• Question: Why is ice clear and snow white?

    Asked by avengedsevenfold to David, Luna, Mark, Melanie, Probash on 24 Mar 2011 in Categories: .
    • Photo: Luna Munoz

      Luna Munoz answered on 23 Mar 2011:


      I think it has to do with the way they were frozen. Ice results from freezing still water while snow results from freezing water droplets into small ice crystals.

    • Photo: David Pyle

      David Pyle answered on 23 Mar 2011:


      It’s all to do with light-scattering. Snow crystals are small (usually less than a few tenths of a millimetre across) and have an intricate form. Light falling on a snow crystal, or clumps of snow crystals, will be scattered by the crystal faces,giving the appearance of a white colour.

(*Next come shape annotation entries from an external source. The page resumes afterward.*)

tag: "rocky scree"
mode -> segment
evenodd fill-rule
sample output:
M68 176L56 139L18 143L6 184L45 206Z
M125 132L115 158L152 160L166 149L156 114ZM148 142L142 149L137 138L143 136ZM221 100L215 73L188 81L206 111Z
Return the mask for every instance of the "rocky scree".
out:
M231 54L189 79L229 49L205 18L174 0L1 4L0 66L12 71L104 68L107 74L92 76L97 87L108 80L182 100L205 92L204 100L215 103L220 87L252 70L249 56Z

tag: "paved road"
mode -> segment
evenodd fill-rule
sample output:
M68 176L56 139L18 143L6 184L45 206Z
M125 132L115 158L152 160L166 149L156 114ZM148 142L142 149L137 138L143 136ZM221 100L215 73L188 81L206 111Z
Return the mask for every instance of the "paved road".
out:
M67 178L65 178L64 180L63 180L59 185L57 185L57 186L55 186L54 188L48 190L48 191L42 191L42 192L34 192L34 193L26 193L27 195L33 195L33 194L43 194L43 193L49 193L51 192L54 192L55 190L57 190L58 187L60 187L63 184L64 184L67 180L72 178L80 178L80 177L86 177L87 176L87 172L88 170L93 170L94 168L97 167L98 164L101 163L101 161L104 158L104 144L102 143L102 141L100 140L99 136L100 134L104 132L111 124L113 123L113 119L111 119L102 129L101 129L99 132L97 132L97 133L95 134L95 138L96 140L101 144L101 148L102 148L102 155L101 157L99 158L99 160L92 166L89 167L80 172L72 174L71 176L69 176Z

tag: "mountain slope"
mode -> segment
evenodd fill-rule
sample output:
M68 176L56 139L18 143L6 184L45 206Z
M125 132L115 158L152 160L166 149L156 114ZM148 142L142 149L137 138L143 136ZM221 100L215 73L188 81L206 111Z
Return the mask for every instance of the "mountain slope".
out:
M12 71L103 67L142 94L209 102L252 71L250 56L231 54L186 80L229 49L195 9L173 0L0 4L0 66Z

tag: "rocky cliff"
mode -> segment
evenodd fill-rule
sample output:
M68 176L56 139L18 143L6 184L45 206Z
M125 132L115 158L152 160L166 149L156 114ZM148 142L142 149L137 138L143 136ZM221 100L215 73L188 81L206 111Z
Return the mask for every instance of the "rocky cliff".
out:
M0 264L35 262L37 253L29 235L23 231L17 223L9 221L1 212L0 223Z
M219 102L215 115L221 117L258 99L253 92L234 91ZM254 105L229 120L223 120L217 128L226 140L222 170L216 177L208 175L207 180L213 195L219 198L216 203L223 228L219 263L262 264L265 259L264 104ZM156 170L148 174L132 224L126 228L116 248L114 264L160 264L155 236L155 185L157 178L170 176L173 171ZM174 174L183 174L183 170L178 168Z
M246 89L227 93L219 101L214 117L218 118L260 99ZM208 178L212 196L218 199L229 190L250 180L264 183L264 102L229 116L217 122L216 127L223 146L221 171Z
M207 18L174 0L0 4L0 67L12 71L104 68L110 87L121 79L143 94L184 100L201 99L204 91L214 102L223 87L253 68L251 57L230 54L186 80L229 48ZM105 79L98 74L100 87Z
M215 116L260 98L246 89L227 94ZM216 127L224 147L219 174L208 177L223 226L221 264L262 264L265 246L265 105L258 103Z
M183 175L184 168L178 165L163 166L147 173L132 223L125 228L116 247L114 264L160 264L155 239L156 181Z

Ice, which lacks internal boundaries between crystal grains, scatters the light a lot less and therefore looks clear. Dense ice in glaciers actually looks blue – but apparently this is due to the absorption of red light by the H-O bond in the ice.

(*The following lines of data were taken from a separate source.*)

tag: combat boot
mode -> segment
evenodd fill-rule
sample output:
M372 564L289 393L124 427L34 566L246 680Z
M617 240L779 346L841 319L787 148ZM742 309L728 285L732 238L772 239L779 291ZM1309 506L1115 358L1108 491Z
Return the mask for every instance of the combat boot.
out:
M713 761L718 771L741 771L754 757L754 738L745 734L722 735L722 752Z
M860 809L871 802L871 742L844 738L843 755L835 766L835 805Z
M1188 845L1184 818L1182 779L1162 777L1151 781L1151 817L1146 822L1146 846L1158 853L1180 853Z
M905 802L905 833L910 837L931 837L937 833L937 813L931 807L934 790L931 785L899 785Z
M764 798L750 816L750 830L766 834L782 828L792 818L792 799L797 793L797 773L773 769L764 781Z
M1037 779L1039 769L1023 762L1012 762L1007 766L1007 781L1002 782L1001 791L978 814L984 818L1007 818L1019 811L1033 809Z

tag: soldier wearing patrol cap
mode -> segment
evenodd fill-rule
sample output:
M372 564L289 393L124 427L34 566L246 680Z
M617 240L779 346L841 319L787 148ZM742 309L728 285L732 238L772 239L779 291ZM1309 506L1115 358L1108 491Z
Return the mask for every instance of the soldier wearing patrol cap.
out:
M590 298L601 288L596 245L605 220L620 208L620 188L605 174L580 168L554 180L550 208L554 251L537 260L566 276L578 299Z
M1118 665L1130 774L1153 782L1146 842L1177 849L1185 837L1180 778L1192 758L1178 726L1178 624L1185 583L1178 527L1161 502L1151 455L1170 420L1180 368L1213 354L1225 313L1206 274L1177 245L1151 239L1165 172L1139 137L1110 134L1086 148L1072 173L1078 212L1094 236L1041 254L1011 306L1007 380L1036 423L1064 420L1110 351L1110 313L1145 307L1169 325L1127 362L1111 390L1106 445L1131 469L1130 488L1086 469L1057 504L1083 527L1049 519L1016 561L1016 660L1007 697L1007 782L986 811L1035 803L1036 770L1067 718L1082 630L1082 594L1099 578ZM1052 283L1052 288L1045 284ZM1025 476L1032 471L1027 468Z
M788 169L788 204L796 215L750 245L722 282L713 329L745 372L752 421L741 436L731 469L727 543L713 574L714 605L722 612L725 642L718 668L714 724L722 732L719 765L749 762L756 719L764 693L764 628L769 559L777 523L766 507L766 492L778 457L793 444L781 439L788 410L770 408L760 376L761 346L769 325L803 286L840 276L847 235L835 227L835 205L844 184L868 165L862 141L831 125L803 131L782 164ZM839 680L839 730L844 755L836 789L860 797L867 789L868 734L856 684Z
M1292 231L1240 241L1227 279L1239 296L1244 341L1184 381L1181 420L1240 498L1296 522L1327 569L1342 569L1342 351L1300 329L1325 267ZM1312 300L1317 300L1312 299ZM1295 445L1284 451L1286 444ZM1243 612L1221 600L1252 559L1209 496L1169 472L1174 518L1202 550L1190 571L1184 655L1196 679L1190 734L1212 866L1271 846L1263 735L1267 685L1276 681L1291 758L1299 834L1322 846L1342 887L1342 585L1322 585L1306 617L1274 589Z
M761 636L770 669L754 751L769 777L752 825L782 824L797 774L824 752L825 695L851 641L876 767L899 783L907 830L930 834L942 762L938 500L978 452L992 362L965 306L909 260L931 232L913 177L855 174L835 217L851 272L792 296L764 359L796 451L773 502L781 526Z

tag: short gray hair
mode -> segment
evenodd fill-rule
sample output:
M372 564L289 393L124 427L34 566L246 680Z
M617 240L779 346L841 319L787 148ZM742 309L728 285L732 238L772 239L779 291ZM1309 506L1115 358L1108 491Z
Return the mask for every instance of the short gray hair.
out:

    • Photo: Probash Chowdhury

      Probash Chowdhury answered on 24 Mar 2011:


      That’s due to the shape of and density of the crystals that form. In ice the crystals are very uniform and closely packed together and light is able to pass through the structure fairly easily. In snow the crystals are bunched in more complex shapes to form flakes and the crystals are not all aligned so light finds it difficult to pass through.